障害者に関する昨今の話題はめっきり「生産性」に関する議論だが、今作ではその議論自体の危うさを暗に示しているようだった。当然生産性が“ない”という意見については社会として全否定されるべきだが、果たしてこの意見の対極は生産性が“ある”ということなのだろうか?そもそも人間に「生産性」は存在するのか?
この映画は改めて振り返ると、テレビでも映画でもよくありそうな人間ドラマである。未熟な人間が未知の社会に触れることで人格的な成長を達成し、そのエネルギーは機能不全に陥ってしまった家族にまで伝播する。ここだけ考えれば本当に普通の物語だ。ただ一点際立つのが、主人公が障害者であるという設定だけ。
しかし、こんなに平凡なストーリーに観客が“新しさ”を感じてしまうのはどうしてだろうか?ここには社会に根付いた障害者への無意識下のバイアスがあるように思える。今作の母親における「健常者が障害者を支える」という発想は社会において理想的なものとされているし、終盤に出てくる「障害者への漠然とした恐れ」も少なからず社会に存在するものであろう。ところが今作ではこのコモンセンスに不和が持ち込まれる。それは障害者が主人公であるからだ。
今作では主人公は1人の障害者として、というよりは、1人の人間として意識する中での行動が中心となる。最初の方ではあくまで障害者を“演じて”いたが、自分の意思で俗世に触れる中で徐々に健常者と区別されない「1人の人間」としてのアイデンティティを確立し始める。そしてさらに「人間」となった主人公は周囲の人たちをも変えていく。そして「健常者が障害者を支える」状態から「人が人を支え合う」状態に移行するのである。両者の互いの弱い面を受け入れ真の意味で“共に生きる”ための第一歩を踏み出すことは、いま社会が多様性を尊重するに最も求められていることなのかもしれない。
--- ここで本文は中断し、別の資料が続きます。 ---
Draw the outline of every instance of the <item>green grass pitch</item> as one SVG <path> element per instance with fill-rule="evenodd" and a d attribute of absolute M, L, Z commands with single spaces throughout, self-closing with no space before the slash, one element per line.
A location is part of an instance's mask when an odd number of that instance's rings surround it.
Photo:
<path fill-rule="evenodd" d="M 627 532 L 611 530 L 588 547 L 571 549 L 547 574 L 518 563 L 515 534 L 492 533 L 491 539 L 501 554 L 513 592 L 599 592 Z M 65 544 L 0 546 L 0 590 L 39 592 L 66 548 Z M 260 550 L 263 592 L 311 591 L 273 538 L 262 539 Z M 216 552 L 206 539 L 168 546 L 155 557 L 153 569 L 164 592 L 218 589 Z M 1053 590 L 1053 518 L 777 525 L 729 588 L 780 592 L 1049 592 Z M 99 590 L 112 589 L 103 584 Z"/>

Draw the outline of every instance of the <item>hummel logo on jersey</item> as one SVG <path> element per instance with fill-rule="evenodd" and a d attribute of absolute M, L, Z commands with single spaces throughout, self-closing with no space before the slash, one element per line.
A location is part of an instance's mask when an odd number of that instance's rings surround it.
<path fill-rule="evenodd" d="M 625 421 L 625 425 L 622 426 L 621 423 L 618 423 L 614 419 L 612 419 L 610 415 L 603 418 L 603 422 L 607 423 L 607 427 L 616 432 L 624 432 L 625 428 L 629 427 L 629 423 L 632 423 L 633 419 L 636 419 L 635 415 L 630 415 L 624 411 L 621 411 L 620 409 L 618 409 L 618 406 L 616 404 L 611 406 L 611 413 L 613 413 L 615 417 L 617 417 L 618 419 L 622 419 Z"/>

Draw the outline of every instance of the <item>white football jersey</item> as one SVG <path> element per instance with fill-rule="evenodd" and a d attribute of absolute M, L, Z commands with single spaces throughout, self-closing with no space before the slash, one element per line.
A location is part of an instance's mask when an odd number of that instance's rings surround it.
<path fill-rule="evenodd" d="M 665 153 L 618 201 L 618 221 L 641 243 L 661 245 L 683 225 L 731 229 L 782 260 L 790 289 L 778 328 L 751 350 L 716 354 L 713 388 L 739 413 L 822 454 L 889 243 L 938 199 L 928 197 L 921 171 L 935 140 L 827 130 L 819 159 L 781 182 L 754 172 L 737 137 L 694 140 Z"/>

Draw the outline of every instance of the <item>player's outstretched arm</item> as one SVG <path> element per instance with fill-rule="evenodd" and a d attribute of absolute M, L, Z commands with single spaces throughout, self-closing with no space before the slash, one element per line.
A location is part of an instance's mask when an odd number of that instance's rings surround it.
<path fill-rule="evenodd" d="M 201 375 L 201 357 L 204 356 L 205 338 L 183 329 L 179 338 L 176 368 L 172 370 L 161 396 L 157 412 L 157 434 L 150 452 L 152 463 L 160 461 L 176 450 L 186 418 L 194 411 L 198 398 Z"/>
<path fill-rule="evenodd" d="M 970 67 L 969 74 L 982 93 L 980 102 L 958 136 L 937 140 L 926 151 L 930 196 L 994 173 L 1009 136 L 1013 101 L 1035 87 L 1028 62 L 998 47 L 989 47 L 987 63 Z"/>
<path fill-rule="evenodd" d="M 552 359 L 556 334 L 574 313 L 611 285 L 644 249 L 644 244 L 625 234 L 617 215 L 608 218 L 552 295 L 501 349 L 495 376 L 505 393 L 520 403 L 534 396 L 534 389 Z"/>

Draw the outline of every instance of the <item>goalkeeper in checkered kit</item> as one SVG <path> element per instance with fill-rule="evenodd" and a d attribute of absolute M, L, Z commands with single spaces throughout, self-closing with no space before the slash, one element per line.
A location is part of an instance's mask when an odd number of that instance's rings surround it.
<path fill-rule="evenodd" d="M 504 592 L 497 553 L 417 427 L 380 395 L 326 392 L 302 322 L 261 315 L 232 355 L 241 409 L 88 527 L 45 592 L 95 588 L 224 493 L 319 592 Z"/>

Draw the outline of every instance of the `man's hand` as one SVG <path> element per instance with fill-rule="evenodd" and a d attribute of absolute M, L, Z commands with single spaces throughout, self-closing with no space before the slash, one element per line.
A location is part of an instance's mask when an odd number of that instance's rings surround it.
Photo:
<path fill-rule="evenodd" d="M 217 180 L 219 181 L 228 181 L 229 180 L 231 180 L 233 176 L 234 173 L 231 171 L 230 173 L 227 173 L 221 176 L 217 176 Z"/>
映像もとても美しかった。アメリカで映画を学んだ監督だけあって、東京の描かれ方が外国人が撮るそれそのものであった。独特な余白や写真のような映像も良い。

ファンタジックな展開自体は悪くないが、主人公とその母以外の人たちの言及がもう少し欲しかった。各々のキャラクターは際立っていたが、それらが如何にして生成されたものなのかがおしなべて不明瞭であった。
終盤に向けた展開についても家族なのか恋愛なのか友情なのか軸足が定まらない感覚があった。